CBN Explica – Ao longo das primeiras semanas de campanha eleitoral, dois dos candidatos que disputam o Governo de Mato Grosso trouxeram à tona o debate em torno da chamada “fila dos ossinhos” em Cuiabá. Mauro Mendes (União Brasil) e Márcia Pinheiro (PV) tem trocado acusações a respeito do assunto, inclusive tendo como interlocutores alguns de seus aliados políticos.
Em meio à pandemia da Covid-19, a capital do Estado líder do agronegócio do País, acabou ganhando as manchetes de noticiários brasileiros em razão das filas que se formavam quase que diariamente em um açougue da cidade.
No local, centenas de famílias chegaram a dormir ao relento, passar horas debaixo do sol na tentativa de conseguir doações de pedaços dos ossos com vestígios de carne resultantes do processo de desossa do boi.
As doações já ocorrem há pelo menos 10 anos, mas acabaram se intensificando no período em que a população enfrentou isolamento social decorrente da pandemia.
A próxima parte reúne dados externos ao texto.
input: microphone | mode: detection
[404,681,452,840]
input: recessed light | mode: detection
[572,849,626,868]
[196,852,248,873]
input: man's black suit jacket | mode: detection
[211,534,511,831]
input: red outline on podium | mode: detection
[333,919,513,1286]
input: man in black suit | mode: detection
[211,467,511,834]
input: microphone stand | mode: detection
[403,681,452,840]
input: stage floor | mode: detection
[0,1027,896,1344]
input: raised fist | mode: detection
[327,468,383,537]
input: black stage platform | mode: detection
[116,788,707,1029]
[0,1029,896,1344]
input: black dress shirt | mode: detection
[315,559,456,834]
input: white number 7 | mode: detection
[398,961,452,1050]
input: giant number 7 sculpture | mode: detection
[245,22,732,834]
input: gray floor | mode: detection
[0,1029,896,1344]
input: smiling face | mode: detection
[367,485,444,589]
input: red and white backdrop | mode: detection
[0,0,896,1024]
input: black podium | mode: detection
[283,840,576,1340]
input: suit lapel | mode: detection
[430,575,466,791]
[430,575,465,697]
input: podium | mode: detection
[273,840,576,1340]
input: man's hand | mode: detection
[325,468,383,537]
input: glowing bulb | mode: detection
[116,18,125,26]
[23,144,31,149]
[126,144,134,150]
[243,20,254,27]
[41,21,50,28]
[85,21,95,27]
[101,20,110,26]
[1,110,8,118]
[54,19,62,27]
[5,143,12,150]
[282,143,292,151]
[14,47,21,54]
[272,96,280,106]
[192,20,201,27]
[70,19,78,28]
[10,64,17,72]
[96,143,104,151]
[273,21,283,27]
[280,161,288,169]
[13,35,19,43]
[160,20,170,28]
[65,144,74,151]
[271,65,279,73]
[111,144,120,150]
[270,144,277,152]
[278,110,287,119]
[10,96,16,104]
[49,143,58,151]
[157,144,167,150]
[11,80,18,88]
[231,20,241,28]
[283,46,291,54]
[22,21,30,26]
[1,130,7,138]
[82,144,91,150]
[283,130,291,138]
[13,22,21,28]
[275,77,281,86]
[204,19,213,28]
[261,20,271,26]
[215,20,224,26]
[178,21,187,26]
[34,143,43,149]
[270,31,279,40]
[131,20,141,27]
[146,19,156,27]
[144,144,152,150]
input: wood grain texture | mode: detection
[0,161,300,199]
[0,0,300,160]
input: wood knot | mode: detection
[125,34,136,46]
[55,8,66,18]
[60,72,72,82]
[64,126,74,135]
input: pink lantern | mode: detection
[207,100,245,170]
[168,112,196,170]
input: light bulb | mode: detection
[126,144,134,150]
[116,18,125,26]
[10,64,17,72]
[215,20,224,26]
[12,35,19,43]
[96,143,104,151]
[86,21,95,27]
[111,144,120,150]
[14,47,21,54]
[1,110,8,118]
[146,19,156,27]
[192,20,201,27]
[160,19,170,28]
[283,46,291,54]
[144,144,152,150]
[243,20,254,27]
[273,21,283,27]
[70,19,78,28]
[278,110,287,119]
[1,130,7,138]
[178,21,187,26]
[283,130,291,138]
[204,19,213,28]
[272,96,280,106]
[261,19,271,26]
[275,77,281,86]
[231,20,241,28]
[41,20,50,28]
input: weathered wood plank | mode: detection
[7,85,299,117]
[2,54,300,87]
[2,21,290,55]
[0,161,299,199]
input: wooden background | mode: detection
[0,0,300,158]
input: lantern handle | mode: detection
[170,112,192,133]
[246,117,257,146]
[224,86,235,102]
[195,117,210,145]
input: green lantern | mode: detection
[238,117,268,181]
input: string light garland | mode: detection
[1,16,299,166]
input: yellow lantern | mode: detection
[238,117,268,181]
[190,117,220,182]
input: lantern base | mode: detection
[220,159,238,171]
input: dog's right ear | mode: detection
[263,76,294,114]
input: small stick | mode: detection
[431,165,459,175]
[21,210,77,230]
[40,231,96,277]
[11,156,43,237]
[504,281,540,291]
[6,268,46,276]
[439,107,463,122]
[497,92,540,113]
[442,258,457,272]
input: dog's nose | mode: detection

Agora, às vésperas da disputa ao governo, o assunto passa a ser tema recorrente de embate entre os candidatos que estão nas duas primeiras colocações, conforme as pesquisas eleitorais.
Com isso, a CBN Cuiabá, que integra o Programa Núcleos de Checagem Eleitoral, liderado pela Abraji (Associação Brasileira de Jornalismo Investigativo), decidiu explicar a realidade da fila dos ossinhos em Cuiabá.
Conteúdo analisado: Declarações de Mauro Mendes e Márcia Pinheiro durante a campanha eleitoral apresentam versões diferentes a respeito da fila dos ossinhos.
O governador, que chegou a dizer que os ossinhos doados pelo açougue são de ‘qualidade’, vem declarando que o caso é consequência da falta de assistência da Prefeitura da Capital, administrada pelo prefeito Emanuel Pinheiro (MDB), marido de Márcia Pinheiro.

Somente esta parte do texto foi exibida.